Googlebot trying to crawl Javascript strings as URLs

Showing 1-4 of 4 messages
Googlebot trying to crawl Javascript strings as URLs BugSlayer 5/20/10 11:50 AM
I have read the FAQs and checked for similar issues: YES
My site's URL is: priacta.com/trog
Description:

We had a strange 404 error in our logs today. The user agent was googlebot, and the IP checks out:
  Type          : 404
  Page          : www.priacta.com/downloads/download.com
  Referred from : Unknown
  Time          : 20/05/2010 03:34:57
  From IP       : 66.249.65.175
  User Agent    : Mozilla/5.0 (compatible; Googlebot/2.1; +http://www.google.com/bot.html)

Some of our pages contain the following (in a script tag), which I think is how Googlebot got confused:

$('div.downloaddotcom a').click(function(){
    urchinTracker ('/downloads/download.com');
});

Googlebot obviously decided that the string looked like a URL, and tried to crawl it. There are two problems with this. First, it isn't a URL, and crawling it pollutes our logs.

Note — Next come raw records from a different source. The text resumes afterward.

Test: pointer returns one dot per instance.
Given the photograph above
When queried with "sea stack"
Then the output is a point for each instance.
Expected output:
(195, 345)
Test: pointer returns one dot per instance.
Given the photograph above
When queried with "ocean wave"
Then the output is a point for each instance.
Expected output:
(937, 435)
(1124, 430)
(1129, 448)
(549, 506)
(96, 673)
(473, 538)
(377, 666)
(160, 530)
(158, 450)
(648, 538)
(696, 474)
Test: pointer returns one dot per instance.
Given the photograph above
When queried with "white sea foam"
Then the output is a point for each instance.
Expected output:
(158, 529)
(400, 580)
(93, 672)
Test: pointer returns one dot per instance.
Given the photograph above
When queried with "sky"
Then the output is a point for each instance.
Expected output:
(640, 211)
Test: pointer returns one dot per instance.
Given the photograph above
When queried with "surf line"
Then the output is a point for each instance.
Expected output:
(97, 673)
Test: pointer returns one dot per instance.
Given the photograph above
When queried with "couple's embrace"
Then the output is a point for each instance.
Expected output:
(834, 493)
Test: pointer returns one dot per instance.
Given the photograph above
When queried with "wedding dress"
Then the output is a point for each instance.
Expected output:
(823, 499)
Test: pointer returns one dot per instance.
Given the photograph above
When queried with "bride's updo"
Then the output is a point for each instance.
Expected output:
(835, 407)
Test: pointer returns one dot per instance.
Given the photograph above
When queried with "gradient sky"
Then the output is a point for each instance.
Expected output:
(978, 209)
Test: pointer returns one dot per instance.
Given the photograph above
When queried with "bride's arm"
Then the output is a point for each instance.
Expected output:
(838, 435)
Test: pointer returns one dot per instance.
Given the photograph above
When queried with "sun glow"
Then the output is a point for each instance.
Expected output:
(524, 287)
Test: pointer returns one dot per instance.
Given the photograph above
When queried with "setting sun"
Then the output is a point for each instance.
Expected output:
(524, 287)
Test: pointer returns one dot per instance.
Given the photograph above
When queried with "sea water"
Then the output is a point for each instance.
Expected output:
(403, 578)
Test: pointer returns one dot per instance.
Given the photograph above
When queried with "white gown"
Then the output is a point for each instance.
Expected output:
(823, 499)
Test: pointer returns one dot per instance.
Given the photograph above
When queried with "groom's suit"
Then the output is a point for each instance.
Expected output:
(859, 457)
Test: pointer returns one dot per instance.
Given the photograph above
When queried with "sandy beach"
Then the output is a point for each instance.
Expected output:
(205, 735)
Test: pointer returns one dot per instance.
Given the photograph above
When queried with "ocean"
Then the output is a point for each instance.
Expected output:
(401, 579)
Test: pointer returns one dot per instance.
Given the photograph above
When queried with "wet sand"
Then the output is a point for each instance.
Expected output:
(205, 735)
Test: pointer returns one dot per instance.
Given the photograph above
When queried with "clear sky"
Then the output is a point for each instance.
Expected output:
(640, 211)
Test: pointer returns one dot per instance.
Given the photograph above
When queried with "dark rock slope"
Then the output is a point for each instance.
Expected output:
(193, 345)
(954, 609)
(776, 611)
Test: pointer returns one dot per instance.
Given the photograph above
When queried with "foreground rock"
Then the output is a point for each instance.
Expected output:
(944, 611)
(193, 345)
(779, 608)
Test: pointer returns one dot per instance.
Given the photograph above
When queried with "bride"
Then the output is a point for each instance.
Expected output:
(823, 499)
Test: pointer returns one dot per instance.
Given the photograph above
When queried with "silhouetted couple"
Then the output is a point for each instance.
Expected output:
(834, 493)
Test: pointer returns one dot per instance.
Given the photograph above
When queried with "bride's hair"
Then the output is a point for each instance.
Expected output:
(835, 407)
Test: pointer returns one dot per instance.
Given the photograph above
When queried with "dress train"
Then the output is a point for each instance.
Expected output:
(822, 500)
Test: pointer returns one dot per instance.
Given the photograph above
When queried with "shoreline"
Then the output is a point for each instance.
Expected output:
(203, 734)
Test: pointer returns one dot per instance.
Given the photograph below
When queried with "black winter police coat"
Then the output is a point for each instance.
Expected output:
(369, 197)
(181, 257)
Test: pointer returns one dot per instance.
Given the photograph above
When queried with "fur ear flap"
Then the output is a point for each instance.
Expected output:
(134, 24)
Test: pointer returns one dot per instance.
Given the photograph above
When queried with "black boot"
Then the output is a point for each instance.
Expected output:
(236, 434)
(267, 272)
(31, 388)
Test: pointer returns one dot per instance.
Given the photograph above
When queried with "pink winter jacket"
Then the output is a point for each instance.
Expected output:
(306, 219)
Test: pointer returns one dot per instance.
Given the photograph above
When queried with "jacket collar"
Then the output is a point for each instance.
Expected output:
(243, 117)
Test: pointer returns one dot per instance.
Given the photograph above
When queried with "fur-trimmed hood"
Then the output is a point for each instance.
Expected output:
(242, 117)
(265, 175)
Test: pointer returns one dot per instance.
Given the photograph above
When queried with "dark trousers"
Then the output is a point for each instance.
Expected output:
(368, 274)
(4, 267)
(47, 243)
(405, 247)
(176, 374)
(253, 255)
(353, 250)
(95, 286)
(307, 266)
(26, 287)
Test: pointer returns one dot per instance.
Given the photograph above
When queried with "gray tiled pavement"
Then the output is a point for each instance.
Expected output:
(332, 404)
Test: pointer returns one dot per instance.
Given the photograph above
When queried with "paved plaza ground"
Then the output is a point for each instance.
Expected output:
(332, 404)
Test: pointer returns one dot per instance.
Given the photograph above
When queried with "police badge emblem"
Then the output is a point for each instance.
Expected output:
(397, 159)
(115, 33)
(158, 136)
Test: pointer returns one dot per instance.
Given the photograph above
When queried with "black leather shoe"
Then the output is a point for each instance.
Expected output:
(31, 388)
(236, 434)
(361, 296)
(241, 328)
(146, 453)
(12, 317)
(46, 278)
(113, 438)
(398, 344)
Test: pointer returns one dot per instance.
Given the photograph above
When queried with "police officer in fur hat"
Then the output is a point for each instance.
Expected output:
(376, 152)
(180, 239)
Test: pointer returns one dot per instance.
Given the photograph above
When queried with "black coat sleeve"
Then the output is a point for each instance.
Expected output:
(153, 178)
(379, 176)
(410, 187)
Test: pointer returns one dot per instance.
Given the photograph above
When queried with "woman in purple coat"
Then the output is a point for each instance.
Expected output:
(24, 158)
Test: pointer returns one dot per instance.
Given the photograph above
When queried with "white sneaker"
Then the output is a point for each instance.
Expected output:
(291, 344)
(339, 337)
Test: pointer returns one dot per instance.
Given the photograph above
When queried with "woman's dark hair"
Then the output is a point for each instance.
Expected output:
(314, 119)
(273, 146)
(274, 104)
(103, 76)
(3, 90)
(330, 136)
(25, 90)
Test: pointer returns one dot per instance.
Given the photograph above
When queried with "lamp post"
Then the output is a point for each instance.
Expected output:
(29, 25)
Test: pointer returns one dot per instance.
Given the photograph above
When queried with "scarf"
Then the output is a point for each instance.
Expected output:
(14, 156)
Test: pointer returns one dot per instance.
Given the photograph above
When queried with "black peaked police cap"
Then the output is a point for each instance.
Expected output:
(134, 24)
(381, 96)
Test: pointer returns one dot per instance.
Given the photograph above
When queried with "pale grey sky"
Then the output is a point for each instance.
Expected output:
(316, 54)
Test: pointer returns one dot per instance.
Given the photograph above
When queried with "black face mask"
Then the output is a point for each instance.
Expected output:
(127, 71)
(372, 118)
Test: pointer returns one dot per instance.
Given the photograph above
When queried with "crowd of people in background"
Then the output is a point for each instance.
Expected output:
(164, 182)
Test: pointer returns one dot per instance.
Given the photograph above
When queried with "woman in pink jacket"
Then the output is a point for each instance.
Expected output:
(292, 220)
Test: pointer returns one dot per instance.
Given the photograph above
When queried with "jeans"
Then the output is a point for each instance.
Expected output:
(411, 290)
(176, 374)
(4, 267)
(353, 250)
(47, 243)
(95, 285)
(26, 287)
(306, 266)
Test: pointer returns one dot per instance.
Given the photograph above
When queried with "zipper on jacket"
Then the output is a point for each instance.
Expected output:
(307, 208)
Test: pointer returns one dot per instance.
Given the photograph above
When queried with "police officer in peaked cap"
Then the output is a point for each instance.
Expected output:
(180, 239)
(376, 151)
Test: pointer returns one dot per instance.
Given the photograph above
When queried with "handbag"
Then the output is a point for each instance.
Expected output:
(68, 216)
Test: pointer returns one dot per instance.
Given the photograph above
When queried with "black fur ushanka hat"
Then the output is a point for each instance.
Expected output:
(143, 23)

If you start crawling arbitrary javascript strings, where will the madness stop?

Second, it is common practice for web masters to use javascript to create links that work for users, but aren't observed by spiders, and Googlebot is obviously trying aggressively to work around this. I think I have a problem with that.
Re: Googlebot trying to crawl Javascript strings as URLs Ricky Roma 5/20/10 12:04 PM
If your unhappy with Google crawling your site/pages - Im sure you are aware of methods to prevent the bot crawling.
Then you won't have a problem.
Re: Googlebot trying to crawl Javascript strings as URLs luzie 5/20/10 12:13 PM
Hi BugSlayer,

well, I admit this is a bit funny ... :D ... yet doesn't really do any harm - and isn't wrong  on Google's side either. I mean "/downloads/download.com" definitely is an URL (a relative address), and as long as it's there in the script for some reason, Google will try to crawl it. If you say you don't like your logs to be polluted with this kind of entries, either filter the log - or exclude any (pseudo-) address of the kind from crawling in your robots.txt file perhaps.

-luzie-
Re: Googlebot trying to crawl Javascript strings as URLs webado 5/20/10 3:09 PM
Or fix the javascript code to prevent robots from crawling it: either move it to an externl js script, or add CDATA and/or html comment tags.